I’ve had a Rails website which works fine for about 12-18 hours, then starts giving out intermittent 500 errors because the mongrels die.
After searching around, I ended up fixing it on two levels.
(a) Direct solution - Fix MySQL config One reason Mongrels die is MySQL connections not timing out, leading to starvation. Apparently there’s a bug here which means you have to set “ActiveRecord::Base.verification_timeout = 14400” in environment.rb, the figure must be less than MySQL’s interactive timeout, which is 8 hours (28800 secs, so this is half of that). But as this thread points out, it doesn’t seem like that will achieve a whole lot on its own, so there’s also a tiny Strac hack you can include in the Rails code. Basically the hack is to set a reconnect flag when establishing a connection. The code is shown in the aforementioned thread.

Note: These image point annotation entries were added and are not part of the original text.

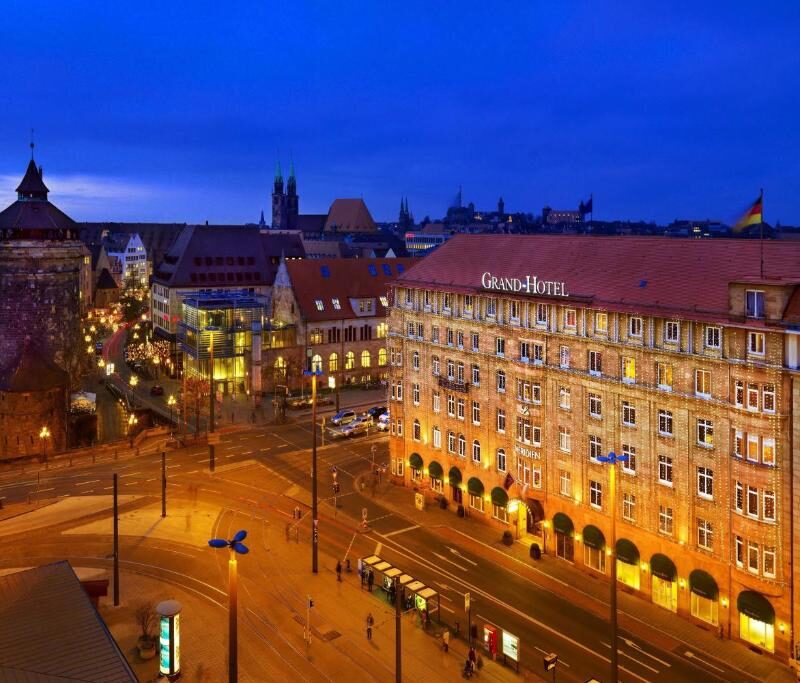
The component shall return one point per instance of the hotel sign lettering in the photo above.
(530, 284)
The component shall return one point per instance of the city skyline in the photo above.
(662, 116)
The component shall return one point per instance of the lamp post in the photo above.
(612, 459)
(236, 546)
(314, 372)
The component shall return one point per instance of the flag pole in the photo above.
(761, 234)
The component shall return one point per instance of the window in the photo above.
(713, 337)
(628, 414)
(565, 483)
(595, 447)
(501, 420)
(665, 520)
(768, 398)
(665, 422)
(476, 451)
(769, 506)
(564, 439)
(755, 343)
(596, 494)
(629, 465)
(664, 376)
(672, 332)
(705, 482)
(752, 557)
(705, 534)
(702, 383)
(629, 507)
(754, 300)
(501, 460)
(665, 470)
(705, 433)
(595, 406)
(629, 370)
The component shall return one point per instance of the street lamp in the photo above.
(612, 459)
(314, 372)
(236, 546)
(44, 434)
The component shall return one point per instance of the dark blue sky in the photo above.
(148, 111)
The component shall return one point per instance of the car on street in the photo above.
(376, 411)
(343, 417)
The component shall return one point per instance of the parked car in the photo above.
(376, 411)
(343, 417)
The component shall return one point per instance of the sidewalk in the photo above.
(561, 577)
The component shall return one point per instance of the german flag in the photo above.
(753, 216)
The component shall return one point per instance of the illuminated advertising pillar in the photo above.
(169, 638)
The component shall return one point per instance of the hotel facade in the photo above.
(517, 363)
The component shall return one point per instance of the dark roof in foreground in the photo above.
(50, 631)
(645, 274)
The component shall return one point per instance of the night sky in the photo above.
(154, 112)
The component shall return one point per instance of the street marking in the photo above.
(545, 652)
(633, 659)
(442, 557)
(402, 531)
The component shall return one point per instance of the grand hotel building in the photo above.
(516, 362)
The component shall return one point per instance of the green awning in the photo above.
(662, 567)
(499, 496)
(593, 537)
(627, 551)
(435, 470)
(562, 524)
(474, 486)
(755, 606)
(703, 584)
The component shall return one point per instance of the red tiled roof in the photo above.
(628, 273)
(349, 215)
(346, 279)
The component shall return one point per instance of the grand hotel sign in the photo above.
(530, 284)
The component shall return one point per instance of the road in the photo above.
(508, 597)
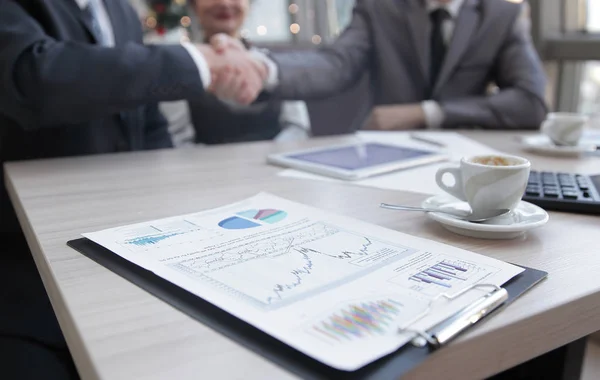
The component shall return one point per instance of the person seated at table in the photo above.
(431, 63)
(217, 122)
(77, 80)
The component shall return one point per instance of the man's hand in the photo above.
(397, 117)
(236, 75)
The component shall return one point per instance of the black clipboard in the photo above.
(392, 366)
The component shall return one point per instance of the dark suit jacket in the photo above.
(389, 39)
(62, 95)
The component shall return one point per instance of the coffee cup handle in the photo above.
(457, 189)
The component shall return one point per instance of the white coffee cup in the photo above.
(491, 182)
(564, 128)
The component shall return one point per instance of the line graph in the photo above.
(278, 270)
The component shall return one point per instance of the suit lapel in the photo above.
(83, 19)
(117, 20)
(413, 14)
(465, 26)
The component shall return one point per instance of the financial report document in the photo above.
(335, 288)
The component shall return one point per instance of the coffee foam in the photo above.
(495, 161)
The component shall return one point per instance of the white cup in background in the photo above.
(492, 182)
(564, 128)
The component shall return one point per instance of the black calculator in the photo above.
(564, 192)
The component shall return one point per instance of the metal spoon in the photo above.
(478, 217)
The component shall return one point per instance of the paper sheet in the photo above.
(332, 287)
(419, 179)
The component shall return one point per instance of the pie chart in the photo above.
(252, 219)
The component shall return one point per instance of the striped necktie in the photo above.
(92, 14)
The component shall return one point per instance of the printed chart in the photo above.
(279, 270)
(442, 276)
(359, 321)
(253, 218)
(158, 235)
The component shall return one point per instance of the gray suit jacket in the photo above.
(389, 39)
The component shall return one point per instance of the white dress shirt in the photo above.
(99, 11)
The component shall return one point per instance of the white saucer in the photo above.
(543, 145)
(525, 217)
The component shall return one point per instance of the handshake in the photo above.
(236, 73)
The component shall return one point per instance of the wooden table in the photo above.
(117, 331)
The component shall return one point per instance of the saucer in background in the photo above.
(543, 145)
(511, 226)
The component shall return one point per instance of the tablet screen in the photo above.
(360, 156)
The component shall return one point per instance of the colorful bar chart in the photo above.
(360, 320)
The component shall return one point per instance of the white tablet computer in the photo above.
(356, 161)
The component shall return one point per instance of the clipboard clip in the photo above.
(443, 332)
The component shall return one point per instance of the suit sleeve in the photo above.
(519, 104)
(47, 82)
(157, 134)
(321, 73)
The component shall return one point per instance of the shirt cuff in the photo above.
(434, 114)
(200, 62)
(272, 80)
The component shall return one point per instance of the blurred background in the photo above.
(566, 34)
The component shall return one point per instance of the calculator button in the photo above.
(570, 195)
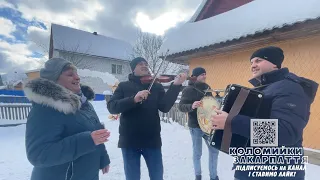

(b) Risk mitigation - Automate monitoring and automatically redeploy when it fails I’ve always done silly things with cronjobs to automate redeployment, got the job done okay, but is definitely an admin smell. Nagios seemed too complicated. I just noticed this Monit tool seems to be gaining traction in the Rails community and turned out to be pretty easy to set up. It wakes up every three minutes (by default) and runs a specified command if specified conditions are(n’t) met. I hope Cap or Deprec will introduce support for Monit in the future.